Section 002 From Peasant to Proletarian: Studies in the Impact of Industrial Capitalism on the Lives of Ordinary (and Some Extraordinary) European People. The past 300 years have witnessed radical changes in the way Western people live, think, play and work. Western society has been transformed as novel political and economic arrangements have flowed from and compelled changes in technologies, class structures, and individual values. Our modern world did not just happen it was made, for good or ill. We shall try to find out how and why. The technical goal of this course is to teach students to think, write and speak logically and coherently and to sharpen existing skills. Accordingly, we will stress reading, writing and in-class discussion. Several short essays will be required and there will be one or two longer statements on a specific subject (or subjects) germane to the course material and chosen in consultation with the instructor. There will be no exams unless, of course, public opinion demands them. Readings, both novels and monographs, will include: Laslett, World We Have Lost; Hammond and Hammond, Village Laborer; Thompson, Making of the English Working Class; Zola, Germinal; Marx, Communist Manifesto; Orwell, Road to Wigan Pier; Wylie, Village in the Vaucluse and Shoenbaum, Hitler's Social Revolution. (Pieter)

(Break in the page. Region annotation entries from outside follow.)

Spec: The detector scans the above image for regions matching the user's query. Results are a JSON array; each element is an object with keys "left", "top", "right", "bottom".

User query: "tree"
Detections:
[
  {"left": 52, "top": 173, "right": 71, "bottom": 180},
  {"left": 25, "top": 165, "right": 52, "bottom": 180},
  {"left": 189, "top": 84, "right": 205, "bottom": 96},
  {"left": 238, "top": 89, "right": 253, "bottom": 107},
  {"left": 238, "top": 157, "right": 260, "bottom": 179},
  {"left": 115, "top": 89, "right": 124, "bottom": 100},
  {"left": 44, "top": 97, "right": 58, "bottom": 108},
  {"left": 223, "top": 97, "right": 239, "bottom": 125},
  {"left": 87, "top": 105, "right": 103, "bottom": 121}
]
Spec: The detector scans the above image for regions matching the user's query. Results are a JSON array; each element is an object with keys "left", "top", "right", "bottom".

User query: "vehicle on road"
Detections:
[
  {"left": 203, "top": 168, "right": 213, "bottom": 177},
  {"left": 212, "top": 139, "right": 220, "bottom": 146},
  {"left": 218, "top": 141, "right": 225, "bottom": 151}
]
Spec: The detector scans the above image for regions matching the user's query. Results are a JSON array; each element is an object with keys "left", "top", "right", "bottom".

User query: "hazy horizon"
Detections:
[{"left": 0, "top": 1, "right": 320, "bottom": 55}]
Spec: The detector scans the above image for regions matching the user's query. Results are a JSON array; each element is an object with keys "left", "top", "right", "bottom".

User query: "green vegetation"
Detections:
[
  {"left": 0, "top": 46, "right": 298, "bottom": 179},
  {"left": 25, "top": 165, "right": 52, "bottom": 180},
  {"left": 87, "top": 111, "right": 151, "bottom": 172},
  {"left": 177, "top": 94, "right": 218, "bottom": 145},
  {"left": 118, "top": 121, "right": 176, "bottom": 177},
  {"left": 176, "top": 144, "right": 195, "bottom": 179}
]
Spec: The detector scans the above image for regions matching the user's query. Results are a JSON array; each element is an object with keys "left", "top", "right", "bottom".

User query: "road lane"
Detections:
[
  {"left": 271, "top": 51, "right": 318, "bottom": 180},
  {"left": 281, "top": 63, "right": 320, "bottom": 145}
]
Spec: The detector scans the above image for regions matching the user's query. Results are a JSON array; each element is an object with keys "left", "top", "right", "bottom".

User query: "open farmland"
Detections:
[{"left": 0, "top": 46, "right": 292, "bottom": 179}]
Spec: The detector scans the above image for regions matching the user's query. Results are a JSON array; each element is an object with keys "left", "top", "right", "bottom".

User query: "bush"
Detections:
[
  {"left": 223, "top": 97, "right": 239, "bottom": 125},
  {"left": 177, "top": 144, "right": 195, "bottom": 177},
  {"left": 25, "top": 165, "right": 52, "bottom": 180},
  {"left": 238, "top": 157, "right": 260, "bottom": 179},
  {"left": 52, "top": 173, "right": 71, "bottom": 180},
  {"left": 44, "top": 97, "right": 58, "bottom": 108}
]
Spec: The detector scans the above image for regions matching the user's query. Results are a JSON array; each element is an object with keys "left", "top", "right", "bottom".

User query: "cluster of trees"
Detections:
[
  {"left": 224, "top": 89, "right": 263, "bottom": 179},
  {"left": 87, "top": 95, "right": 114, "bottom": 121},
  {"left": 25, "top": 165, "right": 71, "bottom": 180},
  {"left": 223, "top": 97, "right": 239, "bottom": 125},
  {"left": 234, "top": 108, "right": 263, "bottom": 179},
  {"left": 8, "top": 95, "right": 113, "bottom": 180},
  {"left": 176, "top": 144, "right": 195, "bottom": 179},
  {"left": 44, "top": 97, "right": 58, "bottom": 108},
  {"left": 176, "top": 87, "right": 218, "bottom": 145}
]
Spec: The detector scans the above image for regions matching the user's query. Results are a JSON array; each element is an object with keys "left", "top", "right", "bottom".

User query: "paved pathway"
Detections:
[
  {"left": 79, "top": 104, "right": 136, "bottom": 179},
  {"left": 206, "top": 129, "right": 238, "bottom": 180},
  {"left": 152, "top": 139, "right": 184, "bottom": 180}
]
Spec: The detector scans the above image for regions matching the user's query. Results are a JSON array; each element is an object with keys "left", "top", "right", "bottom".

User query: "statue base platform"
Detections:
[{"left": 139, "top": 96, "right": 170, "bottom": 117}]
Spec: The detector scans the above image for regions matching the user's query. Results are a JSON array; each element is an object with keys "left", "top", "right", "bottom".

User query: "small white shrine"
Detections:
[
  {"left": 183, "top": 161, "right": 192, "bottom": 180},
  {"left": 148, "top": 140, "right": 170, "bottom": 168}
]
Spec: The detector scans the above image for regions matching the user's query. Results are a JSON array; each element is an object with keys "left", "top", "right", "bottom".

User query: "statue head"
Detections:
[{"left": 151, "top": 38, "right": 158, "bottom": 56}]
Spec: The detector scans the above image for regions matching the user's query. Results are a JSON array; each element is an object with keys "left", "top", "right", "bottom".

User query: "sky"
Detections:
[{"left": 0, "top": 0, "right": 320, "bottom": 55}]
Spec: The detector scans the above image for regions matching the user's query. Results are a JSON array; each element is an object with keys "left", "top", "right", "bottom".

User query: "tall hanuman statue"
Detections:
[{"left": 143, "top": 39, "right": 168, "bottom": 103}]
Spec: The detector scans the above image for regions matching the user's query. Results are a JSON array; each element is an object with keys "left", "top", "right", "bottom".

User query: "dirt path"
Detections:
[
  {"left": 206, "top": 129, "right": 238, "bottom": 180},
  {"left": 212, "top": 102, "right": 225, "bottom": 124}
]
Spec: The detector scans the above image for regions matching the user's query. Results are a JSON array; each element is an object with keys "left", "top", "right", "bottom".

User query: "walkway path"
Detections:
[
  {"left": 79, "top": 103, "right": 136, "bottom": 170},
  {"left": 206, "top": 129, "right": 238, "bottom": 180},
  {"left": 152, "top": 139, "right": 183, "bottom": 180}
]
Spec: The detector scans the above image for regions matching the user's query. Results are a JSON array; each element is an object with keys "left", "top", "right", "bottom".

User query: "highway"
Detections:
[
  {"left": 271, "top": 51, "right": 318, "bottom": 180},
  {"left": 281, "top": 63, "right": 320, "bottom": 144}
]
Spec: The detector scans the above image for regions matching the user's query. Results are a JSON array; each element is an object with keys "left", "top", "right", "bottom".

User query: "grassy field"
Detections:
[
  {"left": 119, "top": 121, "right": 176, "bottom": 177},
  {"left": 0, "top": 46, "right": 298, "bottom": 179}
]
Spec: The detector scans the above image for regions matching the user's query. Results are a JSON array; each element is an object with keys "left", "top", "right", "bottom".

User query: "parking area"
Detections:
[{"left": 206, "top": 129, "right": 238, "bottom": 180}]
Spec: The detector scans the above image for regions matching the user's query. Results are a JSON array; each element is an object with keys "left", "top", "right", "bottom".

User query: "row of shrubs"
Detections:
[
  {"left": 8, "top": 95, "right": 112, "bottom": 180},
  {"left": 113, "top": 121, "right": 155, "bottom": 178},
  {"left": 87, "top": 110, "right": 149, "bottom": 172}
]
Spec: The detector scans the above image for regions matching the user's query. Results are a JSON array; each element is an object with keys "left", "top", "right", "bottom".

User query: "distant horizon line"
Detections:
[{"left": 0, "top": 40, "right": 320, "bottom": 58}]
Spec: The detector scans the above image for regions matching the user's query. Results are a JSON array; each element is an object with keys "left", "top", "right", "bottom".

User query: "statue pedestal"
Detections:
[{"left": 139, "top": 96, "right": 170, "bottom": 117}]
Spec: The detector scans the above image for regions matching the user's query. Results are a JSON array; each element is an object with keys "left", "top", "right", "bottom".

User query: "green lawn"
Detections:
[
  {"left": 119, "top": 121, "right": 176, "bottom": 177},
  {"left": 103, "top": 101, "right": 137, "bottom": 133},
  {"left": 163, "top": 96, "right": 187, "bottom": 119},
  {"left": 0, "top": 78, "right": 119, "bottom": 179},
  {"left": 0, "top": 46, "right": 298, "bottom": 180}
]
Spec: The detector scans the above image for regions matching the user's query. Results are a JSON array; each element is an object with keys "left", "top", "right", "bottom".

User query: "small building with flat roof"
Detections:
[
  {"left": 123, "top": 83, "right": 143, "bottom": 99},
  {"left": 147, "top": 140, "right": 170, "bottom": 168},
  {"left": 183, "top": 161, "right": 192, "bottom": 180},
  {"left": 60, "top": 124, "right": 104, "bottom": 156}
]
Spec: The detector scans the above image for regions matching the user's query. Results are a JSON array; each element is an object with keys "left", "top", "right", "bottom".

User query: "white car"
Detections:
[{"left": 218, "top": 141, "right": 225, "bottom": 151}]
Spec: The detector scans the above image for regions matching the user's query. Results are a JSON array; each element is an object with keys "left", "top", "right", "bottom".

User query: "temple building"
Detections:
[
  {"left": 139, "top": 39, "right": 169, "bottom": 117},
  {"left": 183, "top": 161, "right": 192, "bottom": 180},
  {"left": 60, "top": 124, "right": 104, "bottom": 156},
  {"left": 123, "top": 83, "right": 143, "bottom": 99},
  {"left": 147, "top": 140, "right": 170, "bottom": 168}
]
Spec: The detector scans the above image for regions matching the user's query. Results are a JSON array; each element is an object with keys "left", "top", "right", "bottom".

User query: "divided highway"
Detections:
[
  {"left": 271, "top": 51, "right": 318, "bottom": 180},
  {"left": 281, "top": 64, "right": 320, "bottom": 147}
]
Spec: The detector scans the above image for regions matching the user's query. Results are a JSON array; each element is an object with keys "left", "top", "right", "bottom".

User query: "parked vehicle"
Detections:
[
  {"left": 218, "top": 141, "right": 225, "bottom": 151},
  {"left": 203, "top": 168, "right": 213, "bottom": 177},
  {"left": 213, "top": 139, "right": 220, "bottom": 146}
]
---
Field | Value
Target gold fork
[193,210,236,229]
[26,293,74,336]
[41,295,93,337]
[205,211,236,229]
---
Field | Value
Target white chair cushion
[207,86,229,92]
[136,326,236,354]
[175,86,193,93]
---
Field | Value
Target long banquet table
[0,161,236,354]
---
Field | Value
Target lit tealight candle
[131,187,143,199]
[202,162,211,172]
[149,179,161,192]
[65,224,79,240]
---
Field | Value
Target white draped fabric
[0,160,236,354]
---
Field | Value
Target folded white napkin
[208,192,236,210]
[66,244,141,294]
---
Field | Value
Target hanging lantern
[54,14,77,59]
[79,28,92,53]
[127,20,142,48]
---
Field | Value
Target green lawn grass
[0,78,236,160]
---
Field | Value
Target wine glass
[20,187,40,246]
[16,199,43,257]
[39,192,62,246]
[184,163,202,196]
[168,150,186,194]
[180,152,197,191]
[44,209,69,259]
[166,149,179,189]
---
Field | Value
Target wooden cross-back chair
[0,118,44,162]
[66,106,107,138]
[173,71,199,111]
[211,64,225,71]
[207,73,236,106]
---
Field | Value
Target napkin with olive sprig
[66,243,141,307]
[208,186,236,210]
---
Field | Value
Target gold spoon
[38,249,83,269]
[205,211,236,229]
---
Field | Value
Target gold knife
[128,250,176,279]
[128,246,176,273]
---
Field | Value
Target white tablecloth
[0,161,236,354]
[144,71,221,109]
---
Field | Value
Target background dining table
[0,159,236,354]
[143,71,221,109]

Section 003 The Year Two Thousand. We will consider what can be called the Age of Turbulence rapid, headlong change and the forces which have created and influenced the vast transformations which are taking place. This has been called the Age of Multiple Revolutions and we shall refer to the following dramatic developments The Research Revolution, Technological Change, the Skills Revolutions, Civil Rights, The Women's Movement, the Revolution in Energy, Communications, Ecology, the Population Explosion, and the Revolution in Attitudes. We shall also explore the impact which these developments have had upon the economy, the educational system, leisure, and labor-management relations. Students will be required to become acquainted with the current literature in these areas and to prepare several short papers. (Haber)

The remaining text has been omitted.